By designing and executing more tests up front, we can avoid this situation entirely – we know A worked, B worked, but C? Well, C blew up the export. We have certain code paths which a dev can exclude as unproblematic, and we have the focus area ready to go. Our whole test doesn’t live or die by its weakest link; instead we have a number of smaller, more granular tests which have individual passes or fails.

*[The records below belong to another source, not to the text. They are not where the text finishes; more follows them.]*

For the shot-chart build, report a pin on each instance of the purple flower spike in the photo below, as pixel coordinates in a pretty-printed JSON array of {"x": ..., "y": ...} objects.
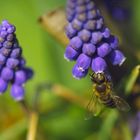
[
  {"x": 3, "y": 86},
  {"x": 79, "y": 72},
  {"x": 96, "y": 37},
  {"x": 89, "y": 49},
  {"x": 20, "y": 77},
  {"x": 76, "y": 43},
  {"x": 91, "y": 41},
  {"x": 117, "y": 58},
  {"x": 70, "y": 54},
  {"x": 98, "y": 65},
  {"x": 70, "y": 31},
  {"x": 12, "y": 63},
  {"x": 83, "y": 61},
  {"x": 103, "y": 50},
  {"x": 77, "y": 25},
  {"x": 85, "y": 35},
  {"x": 12, "y": 67},
  {"x": 114, "y": 42},
  {"x": 2, "y": 59},
  {"x": 106, "y": 33},
  {"x": 7, "y": 74},
  {"x": 17, "y": 92}
]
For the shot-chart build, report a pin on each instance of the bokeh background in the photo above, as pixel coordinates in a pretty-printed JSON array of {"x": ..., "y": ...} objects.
[{"x": 60, "y": 119}]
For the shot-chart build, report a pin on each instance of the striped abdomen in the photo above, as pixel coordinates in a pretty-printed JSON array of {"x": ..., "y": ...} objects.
[{"x": 108, "y": 101}]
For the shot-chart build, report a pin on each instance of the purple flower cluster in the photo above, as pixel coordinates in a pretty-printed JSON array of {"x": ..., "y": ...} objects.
[
  {"x": 118, "y": 9},
  {"x": 91, "y": 43},
  {"x": 12, "y": 64}
]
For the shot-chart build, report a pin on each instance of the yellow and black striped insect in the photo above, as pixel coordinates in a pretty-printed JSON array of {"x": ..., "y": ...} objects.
[{"x": 103, "y": 95}]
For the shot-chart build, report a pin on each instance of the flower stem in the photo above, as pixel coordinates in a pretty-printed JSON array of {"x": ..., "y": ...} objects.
[{"x": 33, "y": 122}]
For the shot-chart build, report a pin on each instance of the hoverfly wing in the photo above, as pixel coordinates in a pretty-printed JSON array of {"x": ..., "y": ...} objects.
[
  {"x": 93, "y": 107},
  {"x": 121, "y": 104}
]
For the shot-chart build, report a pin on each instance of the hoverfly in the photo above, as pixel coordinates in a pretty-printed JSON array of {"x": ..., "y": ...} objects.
[{"x": 103, "y": 95}]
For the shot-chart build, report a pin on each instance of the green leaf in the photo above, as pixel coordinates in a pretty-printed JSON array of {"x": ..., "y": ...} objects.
[
  {"x": 132, "y": 79},
  {"x": 14, "y": 131}
]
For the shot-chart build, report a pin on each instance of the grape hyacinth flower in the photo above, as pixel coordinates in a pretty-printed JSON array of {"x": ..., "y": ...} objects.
[
  {"x": 91, "y": 43},
  {"x": 12, "y": 64}
]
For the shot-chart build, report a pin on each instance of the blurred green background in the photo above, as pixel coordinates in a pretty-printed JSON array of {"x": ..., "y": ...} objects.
[{"x": 59, "y": 119}]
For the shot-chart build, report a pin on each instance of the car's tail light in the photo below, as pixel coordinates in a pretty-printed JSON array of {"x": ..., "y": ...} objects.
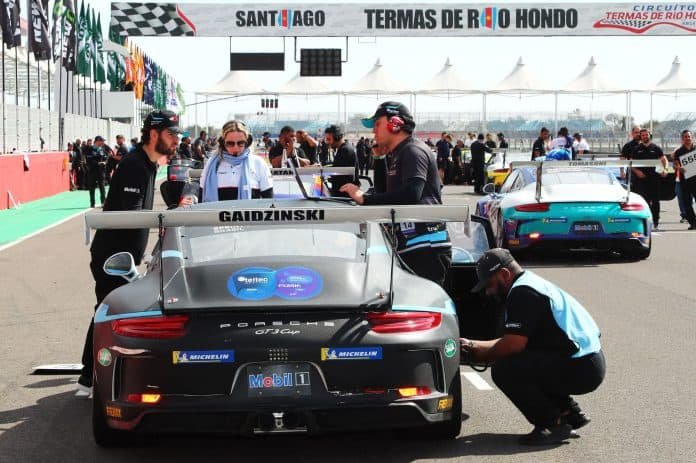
[
  {"x": 161, "y": 327},
  {"x": 533, "y": 207},
  {"x": 144, "y": 398},
  {"x": 413, "y": 391},
  {"x": 632, "y": 207},
  {"x": 403, "y": 322}
]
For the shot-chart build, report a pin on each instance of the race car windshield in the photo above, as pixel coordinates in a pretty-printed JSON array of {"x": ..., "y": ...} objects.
[
  {"x": 582, "y": 177},
  {"x": 276, "y": 242}
]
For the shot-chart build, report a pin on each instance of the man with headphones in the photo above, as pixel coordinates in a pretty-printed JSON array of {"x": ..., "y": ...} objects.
[
  {"x": 345, "y": 157},
  {"x": 412, "y": 178}
]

Your test plan should be able to withstand bugs – it’s there to find them!
Chopping things down into smaller chunks like this increases visibility, reduces the overhead of diagnosis, increases confidence in system behaviour and, frankly, makes an indisputable amount of sense.
Granularity: Follow The Thread
Granularity is the key to all this. Things may well be as cut and dried as the example above, but often they are less clear. Where can we make rationalisations? Where can we cut or merge tests?
When I started my life as a tester I was forever making matrices, alternating common variables and testing lots of permutations in longer runs. This was, in all honesty, immaturity as a tester. I hit every major combination, right? That’s the same as knowing every part works? It’s a heuristic I rely on less and less, as I have experienced a world of pain in false passes, undiagnosable failures and other errors introduced by this coarse granularity in my testing.
As I have developed, as I have moved into more agile, multi-functional co-located environments, I have learned to just ask the devs I work with the damn questions. Are the code paths distinct (ie do I need to hit each component individually)? Is there a point where you can expose what’s being processed and how to me (sometimes these multi-threaded pathways can be broken down behind the scenes, such as by stepping through them with a debugging tool)? If not, the tests need to stay distinct, with a fine enough granularity that I can identify that each component variable is behaving as expected.